Si les dirigeants de Facebook Inc. ont opté pour un changement de nom afin de montrer leur objectif et ce vers quoi ils veulent se diriger, beaucoup accusent Facebook de changer de nom pour avoir l’apparence d’un renouveau alors que les divers problèmes de l’entreprise sont toujours là. Certains pensent notamment qu’évoquer le metaverse permet de faire oublier les outils de modérations vivement critiquables depuis que France Haugen, ancienne employée a fait fuiter des documents internes à la presse démontrant que la plateforme faisait passer « son profit avant la sécurité » de ses utilisateurs. La protection des données des utilisateurs dans le projet du metaverse questionne donc beaucoup.

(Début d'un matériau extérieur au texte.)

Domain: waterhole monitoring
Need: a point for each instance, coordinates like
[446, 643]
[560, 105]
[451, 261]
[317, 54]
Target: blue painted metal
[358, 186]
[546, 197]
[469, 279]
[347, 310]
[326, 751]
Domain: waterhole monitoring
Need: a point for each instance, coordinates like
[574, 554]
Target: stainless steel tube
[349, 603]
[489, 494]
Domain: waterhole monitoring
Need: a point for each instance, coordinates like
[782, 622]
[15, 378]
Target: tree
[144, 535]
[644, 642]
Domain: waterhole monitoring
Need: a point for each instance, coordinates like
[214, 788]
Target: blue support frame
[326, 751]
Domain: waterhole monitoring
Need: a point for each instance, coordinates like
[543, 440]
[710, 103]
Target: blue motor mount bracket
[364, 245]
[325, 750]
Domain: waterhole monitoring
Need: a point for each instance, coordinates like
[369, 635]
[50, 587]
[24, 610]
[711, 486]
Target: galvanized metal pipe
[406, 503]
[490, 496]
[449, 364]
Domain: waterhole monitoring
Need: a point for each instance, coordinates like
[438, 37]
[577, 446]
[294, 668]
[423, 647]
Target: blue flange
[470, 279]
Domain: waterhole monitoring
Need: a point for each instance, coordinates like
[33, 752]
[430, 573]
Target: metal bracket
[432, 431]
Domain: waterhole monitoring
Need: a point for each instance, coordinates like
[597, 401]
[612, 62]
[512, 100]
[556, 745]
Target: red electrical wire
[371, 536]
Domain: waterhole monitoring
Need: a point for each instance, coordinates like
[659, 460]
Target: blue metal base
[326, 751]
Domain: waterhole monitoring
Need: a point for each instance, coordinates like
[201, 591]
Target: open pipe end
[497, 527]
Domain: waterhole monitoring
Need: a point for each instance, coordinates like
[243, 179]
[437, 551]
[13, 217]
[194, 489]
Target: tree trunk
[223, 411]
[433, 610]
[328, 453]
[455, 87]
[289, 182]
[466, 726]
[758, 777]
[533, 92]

Dans le même esprit, le recrutement de près de 10 000 européens par Facebook pour mettre en place son projet dans les 5 prochaines années pourrait être une façon d’amadouer l’Union Européenne et donc Bruxelles quant à leur vision méfiante des GAFAM surpuissante dont Facebook fait partie. Certains consommateurs de jeux vidéo affirment également être réticents à un mode de jeu avec le port de plusieurs accessoires durant des heures et se disent adeptes de la simple manette. Si Facebook énonce la période du confinement où il était compliqué de se retrouver pour mettre en avant son projet, pouvoir s’immiscer dans un univers parallèle peut être très addictif et entrainer des conséquences négatives sur l’utilisateur, qui verrait cet espace comme un espace refuge. Cependant complètement déconnecté de la réalité, et de par ses possibilités et son réalisme, « le successeur de l’internet » pourrait amener à un isolement social et un renfermement sur soi-même surtout pour les jeunes utilisateurs qui pourraient, comme l’explique la plateforme Horizon, créer ce que l’on veut, faire ce que l’on veut, et être qui l’on veut, entrainant l’acceptation de soi dans la vie réelle plus compliquée.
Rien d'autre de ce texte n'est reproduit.